In March 2020, after 52 of the 61 choristers belonging to the secular Skagit Valley Chorale in Mount Vernon, Washington, became infected with the Wuhan virus (two died), the hysteria surrounding choirs spread worldwide. 

Concurrently, on March 8, 2020, 102 of 130 choristers belonging to the Amsterdam Mixed Choir caught COVID-19 after a performance of Bach's St. John Passion in the city's Concertgebouw auditorium. 

In Germany, 59 out of 78 singers of the Protestant Berlin Cathedral came down with the virus, leading virologists to claim, without evidence, that singers absorb more virus particles because they tend to breathe deeper into their diaphragms than during normal breathing.

Now, a review of the Skagit Valley Chorale case published in the peer-reviewed Public Health journal in November has debunked the chorus of fearmongers and demonstrated that many of the choristers' symptoms started too early to be caused by the rehearsal.

The research conducted by Nottingham Trent University, Brunel University and Brighton and Sussex Medical School concluded that "an unexamined assumption has led to erroneous policy conclusions about the risks of singing."

There is no scientific evidence to prove the dangers of singing.

"We show it is vanishingly unlikely that this was a single point source outbreak as has been widely claimed and on which modelling has been based," the study emphasized. It also found a "lack of evidence" for the view that "singing played any particular role" in the transmission. 

The scientists cautioned against health officials stigmatizing individuals, hoping their paper would exonerate the chorister who has spent more than two years believing he was responsible for infecting dozens of people and causing the deaths of two fellow singers.


 

Shortly after choirs were banned, musicians had predicted the consequences would be "catastrophic," especially for choirs that include children. 

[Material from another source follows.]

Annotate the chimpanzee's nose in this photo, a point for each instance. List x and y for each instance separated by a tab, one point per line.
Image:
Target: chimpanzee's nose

"Britain's choral tradition is now under major threat," Charles Cole, director of the London Oratory Junior Choir and the London Oratory Schola warned in 2020, stressing that "there is no scientific evidence to prove the dangers of singing."

It [singing] was not the cause of the outbreaks of COVID-19 at these concerts.

However, in April 2020, COVID-19 alarmist Lothar Wieler, head of the Robert Koch Institute (the German government's disease control agency), insisted that "evidence shows that during singing, the virus drops appear to fly particularly far."

In July 2020, more than 200 leading musicians, composers and conductors sounded the alarm that "the work of church and synagogue musicians across the country is still under serious threat, with some professional choirs already facing permanent disbandment."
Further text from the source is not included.